Doch die Erinnerungen daran kommen zurück. War ein besseres Leben, als dieser verdammte Nixon sich noch nicht zum fünften Mal Mr. President riefen ließ. Ein besseres Leben, als der nukleare Holocaust noch nicht an die Tür klopfte. Gottverdammt. Als es uns Watchmen noch gab, gefiel mir das Ganze besser. Verfluchte Welt. Kalter Krieg. Atombombenstimmung.

Comedian würde nur lachen, glaube ich. Sagen, alles um uns herum wäre bloß ein Witz. Pointe. Irres Lachen. Tusch. Jetzt gibt’s aber nichts mehr zu lachen. Ist tot der ausrangierte Superheld.

Könnte Verschwörung sein. Wer einen von uns angreift, greift uns alle an. Muss die Truppe warnen. Einen nach dem anderen. Nite Owl, Silk Spectre, Dr. Manhattan, Ozymandias. Erzwungener Ruhestand der Watchmen muss aufhören. Jeder könnte der nächste auf der Liste sein. Irgendein Irrer hat uns im Visier. Kommt für mich nicht infrage das zu akzeptieren. Keine Kompromisse. Niemals.

© Paramount Pictures

Wenn Rorschach sie ausspricht, wirken jene schmutzig-finsteren Noir-Töne im Film beinahe wie ein Fluch, der eine Alternativversion unserer Vergangenheit in Watchmen im Klammergriff hält.
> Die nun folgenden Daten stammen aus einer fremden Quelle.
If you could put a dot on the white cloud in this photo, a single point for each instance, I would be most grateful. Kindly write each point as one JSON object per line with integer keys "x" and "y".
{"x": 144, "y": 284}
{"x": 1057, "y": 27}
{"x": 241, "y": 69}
Nur leider scheint ein solcher Fluch seitdem auch für manche auf dem Film selbst zu liegen. Es ist unter Comic-Liebhabern allgemein bekannt, dass Szene-Genie Alan Moore die Adaptionen seiner Werke nicht schätzt. Als die Filmidee für sein Jahrhundertwerk Watchmen erst durch verschiedene Hände ging – z.B. durch die eines Paul Greengrass (Bourne II & III, Captain Phillips) und eines Terry Gilliam (Brazil, 12 Monkeys) – und schließlich bei Zack Snyder landete, folgte ihm der Großteil der angloamerikanischen Kritikerriege. Sie mochten die Adaption nicht. Sie ächteten sie sogar. Der Film warf damals kaum einen nennenswerten Gewinn ab.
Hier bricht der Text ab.